Life lesson coach shares why kids when they grow up talk angrily with their parents |
Adult life, busy schedules and many internal and external factors often tend to pile up and unknowingly a grown person end up talking angrily to their parents. Content creator and life lesson coach Ali shares why kids, when they grow up, feel angry while talking to their parents.In a social media post he shared, “You are fine throughout the day, calm, composed and then a call with your parents and you feel irritated, tense, almost angry. I thought something is wrong with me. Maybe I’m a little too sensitive, too reactive, until I learned something that changed everything for me and how I look at things.”

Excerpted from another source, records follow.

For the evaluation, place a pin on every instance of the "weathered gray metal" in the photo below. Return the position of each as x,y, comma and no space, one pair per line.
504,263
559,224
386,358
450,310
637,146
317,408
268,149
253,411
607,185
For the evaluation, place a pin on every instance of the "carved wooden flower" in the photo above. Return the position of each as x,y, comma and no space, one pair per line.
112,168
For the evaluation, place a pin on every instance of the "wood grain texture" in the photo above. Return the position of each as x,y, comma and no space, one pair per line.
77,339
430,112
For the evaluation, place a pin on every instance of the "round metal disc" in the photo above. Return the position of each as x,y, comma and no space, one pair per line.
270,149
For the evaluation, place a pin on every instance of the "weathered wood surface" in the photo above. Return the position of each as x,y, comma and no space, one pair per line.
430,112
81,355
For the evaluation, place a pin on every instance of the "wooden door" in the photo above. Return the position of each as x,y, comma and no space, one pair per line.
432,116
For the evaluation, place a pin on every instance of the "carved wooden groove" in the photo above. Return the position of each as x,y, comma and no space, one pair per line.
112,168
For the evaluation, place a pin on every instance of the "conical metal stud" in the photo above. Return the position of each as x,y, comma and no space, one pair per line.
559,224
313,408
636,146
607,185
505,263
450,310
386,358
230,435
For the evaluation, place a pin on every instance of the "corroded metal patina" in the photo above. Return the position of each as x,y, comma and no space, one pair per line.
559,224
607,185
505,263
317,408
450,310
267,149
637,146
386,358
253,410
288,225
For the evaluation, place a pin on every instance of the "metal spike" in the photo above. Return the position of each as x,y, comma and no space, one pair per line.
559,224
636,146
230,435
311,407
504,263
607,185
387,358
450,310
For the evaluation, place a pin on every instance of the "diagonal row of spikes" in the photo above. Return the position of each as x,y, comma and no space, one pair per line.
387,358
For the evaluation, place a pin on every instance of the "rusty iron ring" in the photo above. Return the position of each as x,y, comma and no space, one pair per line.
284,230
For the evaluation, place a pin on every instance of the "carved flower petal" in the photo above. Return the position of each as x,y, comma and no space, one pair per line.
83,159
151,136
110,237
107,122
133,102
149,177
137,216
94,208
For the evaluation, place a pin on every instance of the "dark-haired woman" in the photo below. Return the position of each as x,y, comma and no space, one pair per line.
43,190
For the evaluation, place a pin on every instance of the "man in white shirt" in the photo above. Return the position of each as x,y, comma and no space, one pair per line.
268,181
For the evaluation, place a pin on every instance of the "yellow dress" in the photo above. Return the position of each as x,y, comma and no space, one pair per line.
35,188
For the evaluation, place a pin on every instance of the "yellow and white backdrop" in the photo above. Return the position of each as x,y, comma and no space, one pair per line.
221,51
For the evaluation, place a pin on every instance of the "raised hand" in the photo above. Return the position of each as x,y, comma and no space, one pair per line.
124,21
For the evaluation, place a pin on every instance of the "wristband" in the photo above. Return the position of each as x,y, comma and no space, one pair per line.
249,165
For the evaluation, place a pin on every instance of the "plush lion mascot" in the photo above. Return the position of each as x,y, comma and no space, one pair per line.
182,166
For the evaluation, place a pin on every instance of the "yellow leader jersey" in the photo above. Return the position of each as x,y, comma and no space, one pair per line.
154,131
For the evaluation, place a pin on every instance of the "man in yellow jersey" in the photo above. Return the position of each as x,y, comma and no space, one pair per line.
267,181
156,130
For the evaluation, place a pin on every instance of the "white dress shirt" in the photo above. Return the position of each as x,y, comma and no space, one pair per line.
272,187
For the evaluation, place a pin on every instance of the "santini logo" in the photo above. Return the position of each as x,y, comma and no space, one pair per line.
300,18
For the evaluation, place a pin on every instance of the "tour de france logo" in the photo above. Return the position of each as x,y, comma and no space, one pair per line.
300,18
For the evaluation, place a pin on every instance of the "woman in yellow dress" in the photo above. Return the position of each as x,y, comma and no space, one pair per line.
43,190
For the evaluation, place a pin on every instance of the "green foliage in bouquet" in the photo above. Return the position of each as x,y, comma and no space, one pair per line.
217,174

He further said in the video, “When we talk to our parents, we don’t actually react as the adults we are today. We react as the kids that grew up with them. The body remembers everything. The old criticisms, the feeling of not being fully seen, the pressure to be good, the inability to express what we actually wanted to say. And even now, if you are strong, self-independent, self-aware, your body can still slip into defense mode.” He shared how piled up unexpressed emotions of the younger version of oneself can cause this anger. “Not because they are doing something wrong now, but your body recognizes a familiar emotional environment. And the doesn’t change when we grow up into strong, self aware, self independent adults. That sudden irritation isn’t random. It’s old. It’s stored. It’s like the system is saying that I still feel unsafe. It’s not angered against them. It’s all the unexpressed emotions from the younger version of me. What’s really happening is that the inner adult is making space for the inner child in me.” Letting go of all the unsaid things can help simmer down this piled up anger and develop a healthy connection and conversation with the parents.